決済事業者の手数料一覧を表示し比較させる

そこで政府は、手数料料率の引き下げこそが、引き続きキャッシュレス化を進める際の肝だと考えたのだろう。

なんと経産省は近く、キャッシュレス決済の事業者が加盟店から受け取る決済手数料の料率を開示するよう義務付ける、というのだ。

つまり、決済事業者それぞれの手数料を一覧表示し、小売店舗の経営者が決済事業者ごとの手数料料率を見比べて手数料の安い事業者を探しやすいようにするというわけだ。それによって手数料競争を起こすのが狙いだ。

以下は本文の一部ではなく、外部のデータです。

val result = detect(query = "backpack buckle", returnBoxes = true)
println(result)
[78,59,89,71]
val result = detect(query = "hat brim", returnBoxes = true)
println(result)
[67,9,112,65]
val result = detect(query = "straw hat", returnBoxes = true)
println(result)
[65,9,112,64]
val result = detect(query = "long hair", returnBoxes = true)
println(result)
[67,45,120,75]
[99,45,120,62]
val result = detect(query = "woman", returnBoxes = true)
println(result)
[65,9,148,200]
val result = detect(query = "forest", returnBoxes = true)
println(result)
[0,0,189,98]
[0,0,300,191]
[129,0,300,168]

決済事業者といっても、経産省が問題にしているのはクレジットカード会社の手数料だ。

というのは、ペイペイやLINEペイ、auペイなどのQRコード決済は、ポイント還元制度の実施期間中はもちろんのこと、2021年の半ば頃まで手数料を無料にしているところが多く、通常の手数料料率自体も2~3%程度で、クレジットカードに比べて低い。

だから、ポイント還元制度が終了するにあたって問題なのは、「クレジットカードの手数料料率が高すぎる」ことだというのが経産省の考えなのだ。

クレジットカードの手数料が高いワケ

経産省は、決済事業者が手数料を公開することで、加盟店が決済事業者を比較し選別することが容易になり、その結果、決済事業者間の競争が生まれ、ひいてはキャッシュレスの促進や利便性の向上など消費者のメリットにもつながる、などと説明している。

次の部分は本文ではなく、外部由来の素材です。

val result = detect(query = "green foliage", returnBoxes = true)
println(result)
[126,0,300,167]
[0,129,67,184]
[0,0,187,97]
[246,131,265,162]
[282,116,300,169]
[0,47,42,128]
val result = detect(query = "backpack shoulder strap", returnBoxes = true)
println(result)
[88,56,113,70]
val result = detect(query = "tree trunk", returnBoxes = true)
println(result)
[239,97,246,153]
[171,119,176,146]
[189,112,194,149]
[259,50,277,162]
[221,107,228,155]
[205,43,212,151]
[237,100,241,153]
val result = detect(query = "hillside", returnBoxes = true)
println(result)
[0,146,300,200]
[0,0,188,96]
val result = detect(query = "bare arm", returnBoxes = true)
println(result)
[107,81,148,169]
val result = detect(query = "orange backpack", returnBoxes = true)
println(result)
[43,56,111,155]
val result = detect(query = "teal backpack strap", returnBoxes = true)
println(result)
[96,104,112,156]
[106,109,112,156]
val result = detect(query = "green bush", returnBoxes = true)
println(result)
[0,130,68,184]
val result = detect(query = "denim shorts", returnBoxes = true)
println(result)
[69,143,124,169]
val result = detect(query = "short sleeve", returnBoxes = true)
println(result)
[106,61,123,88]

しかし、経産省のこうした考えは非常に一面的な見方であり、あまりに短絡的である。

海外では、2~3%が普通といわれる手数料料率であるが、日本だけが5~6%と突出しているのはたしかに問題である。しかし、政府のように手数料さえ下げてしまえばキャッシュレスが普及すると信じている点は、見当違いも甚だしい。

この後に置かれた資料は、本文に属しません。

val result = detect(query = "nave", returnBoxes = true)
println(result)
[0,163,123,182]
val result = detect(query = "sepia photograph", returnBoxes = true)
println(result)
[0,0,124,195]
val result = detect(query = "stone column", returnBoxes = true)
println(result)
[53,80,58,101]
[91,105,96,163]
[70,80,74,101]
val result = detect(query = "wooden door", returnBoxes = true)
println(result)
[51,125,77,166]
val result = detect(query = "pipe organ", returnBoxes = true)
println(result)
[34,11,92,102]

というのも、クレジットカード会社の手数料問題は、日本のクレジットカード60年の歴史がからんでおり、根が深い。ここでは細かく述べないが、問題のひとつはCAFIS(キャフィス)という日本独自の決済センターがあることだ。決済情報がCAFISを経由するために手数料が高止まりしているといわれている。

CAFISを運営するNTTデータはこの6月10日に手数料の引き下げを発表し(実施は10月から)、政府に恭順の意を示した。ありていにいってしまえば、政府に尻尾を振ったわけだが、そんなことではクレジットカードの手数料はビクともしなかった。

NTTデータが少し動いたぐらいではどうにもならないほど、システムが複雑になっているのだ。手数料には銀行の口座振替手数料やVISAやマスターカードなど国際ブランドのライセンスフィー、ネットワーク利用料、利用明細書の作成料金なども組み込まれているという。